The argument towards change seems to be coming from the explosion of streaming entertainment. This new outlet has begun to tell stories in ways they haven’t been told before. Black Mirror has given us a series of one-hour films. Maniac is an 8 hour movie. And it seems like we’re only at the beginning of this experimentation process. Hulu just announced a John Grisham “universe” whereby two shows will be made side-by-side and tackle the same story from their own individual perspectives. Meanwhile, sites like Youtube are popularizing the 12-15 minute format, even if right not it’s being utilized mostly for real-life content creators. So TV/Streaming/Internet seems to be driving this “the two hour movie is dead” narrative.
But let’s not kid ourselves. TV still has its own story problems, namely the “never-ending second act.” Almost every story starts with a problem or issue that needs to be resolved. For example, with Lost, it was “We need to get off the island.” Or with Breaking Bad, it was, “Get my family taken care of before I die.” This ensures that the first few episodes (or, if a show is really well-written, the first few seasons) begin with a giant push. But inevitably we get to a point where it feels like we’re spinning our wheels. The new shorter-series streaming projects have less of this. But they’re still there. That’s one of the powers of the 2-hour format. Is that everything has to be decided by the end of the film. So there’s an amazing amount of momentum propelling the story forward. It’s a rush as opposed to a slow drip.
Still, I think there’s something to what the Russos are saying. The two hour feature storytelling format has become embarrassingly predictable. There are only so many ways you can remix the 3-Act structure. Every good story has a beginning, a middle, and an end. Sure, you can try and pull some Tarantino shit (“Every story should have a beginning, middle, and end, but not necessarily in that order”), but for the large majority of the writers who try that, their scripts come off less revolutionary than they do messy. Playing with time requires a deft touch. And it’s usually a gimmick to begin with.
I suspect the fate of the 2-hour film is going to play out over the next decade. The feature world will skew more and more towards spectacle, which means the majority of the non-Marvel movies we watch will be at home on streaming services, where there are no restrictions on time limit. And that’s where more and more chances will be taken. It’s going to take young writers and filmmakers who grew up without these hard-limitations in mind to discover different ways of telling stories.

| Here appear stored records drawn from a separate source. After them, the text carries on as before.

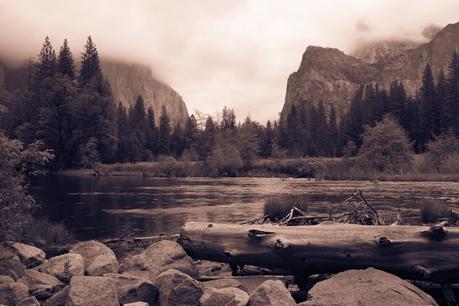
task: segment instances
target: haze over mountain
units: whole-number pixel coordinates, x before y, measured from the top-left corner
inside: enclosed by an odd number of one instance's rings
[[[389,89],[400,81],[409,96],[415,96],[427,63],[435,76],[445,71],[453,52],[459,49],[459,23],[449,24],[428,43],[412,41],[376,42],[354,51],[354,56],[333,48],[309,46],[298,71],[287,84],[282,117],[292,104],[335,105],[339,116],[349,109],[355,91],[363,84]]]
[[[35,57],[49,35],[55,47],[67,37],[78,59],[92,35],[101,56],[150,66],[190,112],[227,105],[264,121],[277,118],[306,46],[422,43],[426,25],[457,16],[457,0],[0,0],[0,53]]]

Despite that, I don’t think the core of how we tell a story will change. There will always be a beginning, a middle, and an end – a setup, a conflict, and a resolution. That’s how stories have been told for two thousand years. So I don’t see this “the two hour movie is dead” proclamation as doom-and-gloom. Maybe more of an evolution. And I wouldn’t mind that if it eliminates movies like Mortal Engines and Artemis Foul. Would you?